Выбрать главу

— Я насчет того, как обстоит дело с писанием?

— Именно это я и пытаюсь установить, — сказал я.

— Путем писания установить, что такое писание? Ползучая эмпирия и т. п.!

Подошел санитар, вытер мне пот со лба и спросил, как я себя чувствую. Я кивнул сдержанно, как человек, у которого болят зубы, и стал ждать, но доктор наук больше голоса не подал. По-моему, он уснул под покровом грязи.

Мне было предписано ежедневно плавать в бассейне с горячей минеральной водой. Это было приятно, но меня раздражали представители всех частей света, превращавшие эту процедуру в развлечение, они заказывали официантам вермут, бросались громкими именами и мешали моему литературному плаванию.

В шесть часов утра я пошел к портье, и за пять крон мне открыли калитку в парк, и теперь весь бассейн принадлежал мне одному: майское утро, морозное дыхание с вершин Малых Бескид, но вода в бассейне — тридцать восемь градусов. Соловей уже пел, а кукушка еще куковала. Запах цветущей сирени в каждом порыве ветра. Вода зеленая и прозрачная, и лепестки жасмина на ней.

Я услышал чье-то пыхтенье, меня настигал доктор наук. Из своей комнаты он углядел, что я уже плаваю. Мне стало досадно — не для того давал я чаевые. Не услышать мне теперь ни соловья, ни кукушки. Доктор наук был в отменном расположении духа и, вернувшись к нашему разговору, спросил:

— А вообще, что оно такое, искусство?

— Понятия не имею, — буркнул я между двумя гребками.

— Я это установлю. — И, продолжая плыть, он ухитрился поднять указательный палец. — Я установлю, что такое искусство, можешь мне поверить!

Видно, на моем лице отразилось недоверие, ибо доктор удалился, как мне показалось, с несколько обиженным видом.

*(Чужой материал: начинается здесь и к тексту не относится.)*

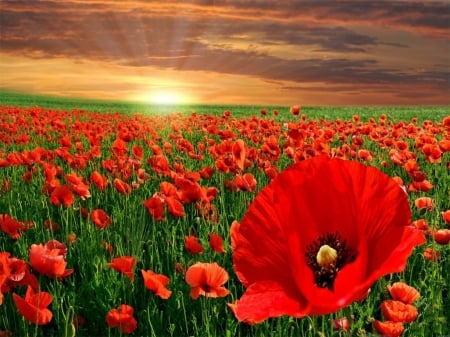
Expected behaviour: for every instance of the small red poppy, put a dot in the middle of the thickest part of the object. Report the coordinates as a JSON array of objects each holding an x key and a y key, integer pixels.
[
  {"x": 446, "y": 216},
  {"x": 49, "y": 261},
  {"x": 403, "y": 292},
  {"x": 216, "y": 243},
  {"x": 398, "y": 311},
  {"x": 125, "y": 265},
  {"x": 34, "y": 306},
  {"x": 388, "y": 328},
  {"x": 156, "y": 283},
  {"x": 123, "y": 318},
  {"x": 100, "y": 218},
  {"x": 206, "y": 279},
  {"x": 192, "y": 245}
]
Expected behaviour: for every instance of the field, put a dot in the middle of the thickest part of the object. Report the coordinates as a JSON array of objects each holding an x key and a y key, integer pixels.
[{"x": 136, "y": 195}]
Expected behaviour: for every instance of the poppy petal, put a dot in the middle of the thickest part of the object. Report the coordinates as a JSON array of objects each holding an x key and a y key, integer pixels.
[{"x": 267, "y": 299}]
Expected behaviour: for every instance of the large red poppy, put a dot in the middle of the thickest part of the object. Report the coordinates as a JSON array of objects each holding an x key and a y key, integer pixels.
[
  {"x": 49, "y": 260},
  {"x": 318, "y": 236},
  {"x": 34, "y": 306}
]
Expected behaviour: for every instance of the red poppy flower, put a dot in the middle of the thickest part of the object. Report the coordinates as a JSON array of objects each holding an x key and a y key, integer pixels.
[
  {"x": 206, "y": 279},
  {"x": 100, "y": 218},
  {"x": 11, "y": 226},
  {"x": 156, "y": 283},
  {"x": 124, "y": 264},
  {"x": 155, "y": 207},
  {"x": 431, "y": 254},
  {"x": 398, "y": 311},
  {"x": 62, "y": 195},
  {"x": 295, "y": 110},
  {"x": 123, "y": 318},
  {"x": 402, "y": 292},
  {"x": 4, "y": 272},
  {"x": 34, "y": 306},
  {"x": 446, "y": 216},
  {"x": 14, "y": 272},
  {"x": 49, "y": 261},
  {"x": 122, "y": 187},
  {"x": 388, "y": 328},
  {"x": 216, "y": 243},
  {"x": 192, "y": 245},
  {"x": 99, "y": 180},
  {"x": 442, "y": 236},
  {"x": 341, "y": 324},
  {"x": 340, "y": 225}
]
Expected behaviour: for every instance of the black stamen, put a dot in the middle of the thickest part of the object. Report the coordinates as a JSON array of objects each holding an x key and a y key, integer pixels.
[{"x": 324, "y": 276}]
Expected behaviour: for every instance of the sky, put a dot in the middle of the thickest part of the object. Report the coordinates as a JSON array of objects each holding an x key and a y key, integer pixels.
[{"x": 260, "y": 52}]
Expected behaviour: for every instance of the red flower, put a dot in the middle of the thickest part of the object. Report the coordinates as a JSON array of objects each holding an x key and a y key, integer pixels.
[
  {"x": 340, "y": 225},
  {"x": 99, "y": 180},
  {"x": 34, "y": 306},
  {"x": 49, "y": 261},
  {"x": 155, "y": 207},
  {"x": 431, "y": 254},
  {"x": 100, "y": 218},
  {"x": 426, "y": 203},
  {"x": 206, "y": 279},
  {"x": 11, "y": 226},
  {"x": 389, "y": 329},
  {"x": 446, "y": 216},
  {"x": 442, "y": 236},
  {"x": 295, "y": 110},
  {"x": 402, "y": 292},
  {"x": 397, "y": 311},
  {"x": 124, "y": 264},
  {"x": 122, "y": 187},
  {"x": 156, "y": 283},
  {"x": 122, "y": 317},
  {"x": 62, "y": 195},
  {"x": 216, "y": 243},
  {"x": 192, "y": 245}
]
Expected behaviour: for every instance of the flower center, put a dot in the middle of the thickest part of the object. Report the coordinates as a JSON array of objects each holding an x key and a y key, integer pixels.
[{"x": 326, "y": 256}]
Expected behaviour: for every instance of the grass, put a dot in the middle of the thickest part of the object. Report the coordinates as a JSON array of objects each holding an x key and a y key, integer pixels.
[{"x": 95, "y": 288}]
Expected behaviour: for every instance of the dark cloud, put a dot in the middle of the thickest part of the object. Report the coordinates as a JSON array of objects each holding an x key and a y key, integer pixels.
[{"x": 232, "y": 37}]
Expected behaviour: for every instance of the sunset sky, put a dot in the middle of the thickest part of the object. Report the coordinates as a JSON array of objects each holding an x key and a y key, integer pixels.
[{"x": 229, "y": 52}]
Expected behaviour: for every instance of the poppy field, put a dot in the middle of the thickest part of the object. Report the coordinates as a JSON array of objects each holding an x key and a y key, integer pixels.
[{"x": 224, "y": 222}]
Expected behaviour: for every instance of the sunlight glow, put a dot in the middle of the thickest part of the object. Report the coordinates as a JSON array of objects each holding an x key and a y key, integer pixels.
[{"x": 166, "y": 97}]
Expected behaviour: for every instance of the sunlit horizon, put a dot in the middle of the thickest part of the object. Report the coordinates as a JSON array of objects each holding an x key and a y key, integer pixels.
[{"x": 279, "y": 53}]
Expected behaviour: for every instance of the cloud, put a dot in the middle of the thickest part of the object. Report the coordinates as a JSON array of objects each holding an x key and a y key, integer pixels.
[{"x": 334, "y": 43}]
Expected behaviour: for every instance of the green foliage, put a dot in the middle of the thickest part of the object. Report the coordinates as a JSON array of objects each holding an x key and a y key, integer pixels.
[{"x": 94, "y": 288}]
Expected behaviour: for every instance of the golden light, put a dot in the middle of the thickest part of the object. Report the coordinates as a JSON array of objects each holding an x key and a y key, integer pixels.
[{"x": 166, "y": 97}]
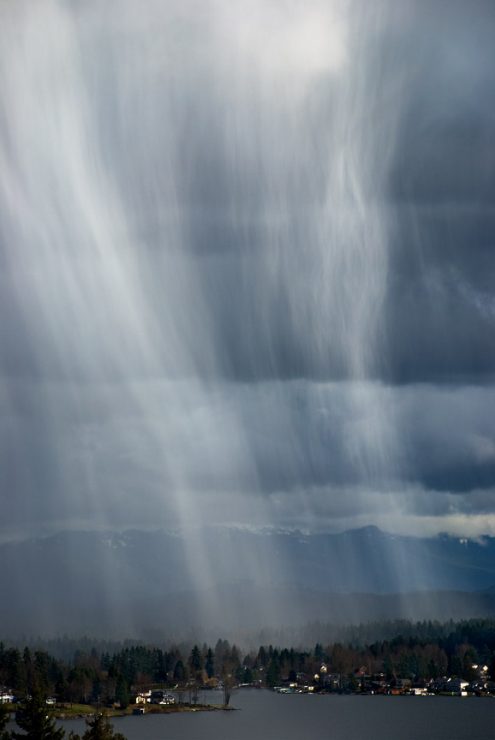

Я еще немного поплавал, недоумевая, почему ученый взывает к вере. В этот день я не пошел обедать в столовую. Я поел в городе.

Казалось бы, в санатории наша старая дружба должна была восстановиться, но, вероятно, мы оба утратили способность к ней. Каждый из нас делал свое дело. Он исследовал, я писал. Признаки наших профессий лежали на нас Каиновой печатью.

В четвертый раз мы встретились в том углу бассейна, где царили массажисты. Массажистов было четверо, и они работали около лежаков, стоявших один подле другого. Доктор наук лежал на животе, а я на спине, и нас массировали. Я никак не предполагал, что доктор возобновит наш разговор в такой обстановке, но, перевернувшись на спину, он спросил:

— Как начинают писать? Романы и т. п.?

Он хотел узнать, я хотел ему помочь и спросил в свою очередь:

— Как думаешь, с чего начал я?

Массажист сгибал и разгибал мне пальцы на ногах. Я кряхтел. Массажист доктора прошелся по его позвоночнику вверх и вниз, но он тем не менее ответил:

— Прежде всего, так мне думается, ты должен осознать, где находится центр тяжести, идеологический центр тяжести, так мне думается.

Я стонал, массажист похлопывал мои бедра ребром ладони.

— Я обычно начинаю не с идеологического и не с центра тяжести, а с того, что полегче.

Доктору в это время разминали икры, он мог чуточку перевести дух и спросил:

— В твоем, например, первом романе в чем заключалась эта идеологическая легкость? — Он презрительно усмехнулся.

— В моем, например, вошь и т. п.

— И точка, — сказал массажист, словно он принимал участие в нашем разговоре.

Доктор удалился не прощаясь. По-видимому, он решил, что я издеваюсь над ним. В следующей беседе я предполагал обосновать свое утверждение, но больше мы с доктором в санатории не встретились. Он приехал сюда раньше, чем я, и уехал раньше меня. Вряд ли мы и дома когда-нибудь встретимся. Специализация! Осталось единственное утешение: иногда случается прочитать друг друга.

В деревню приехал кукольный театр. Упряжкой пони, тащившей фургон, правила женщина со сверкающими южными глазами и блестящими серьгами, на телеге с пожитками сидел мужчина с закрученными усами, он размахивал шляпой и пел:

— Марионетки, марионетки, сегодня вечером выступают марионетки!

У бокового окошка фургона, раздвинув занавески, стояла девочка с черными локонами и разглядывала деревню и нас, детей, ее будущих товарищей игр. Мне почудилось, что на меня она посмотрела особенно приветливо.

Вечером мы с тревогой следили за судьбой прекрасной Геновевы. Изгнанная мужем, она жила в лесу и питалась со своим ребенком только кореньями и молоком дикой лани. Нас приводили в трепет судьбы этих маленьких, искусно сделанных человеческих подобий, подвешенных на нитках.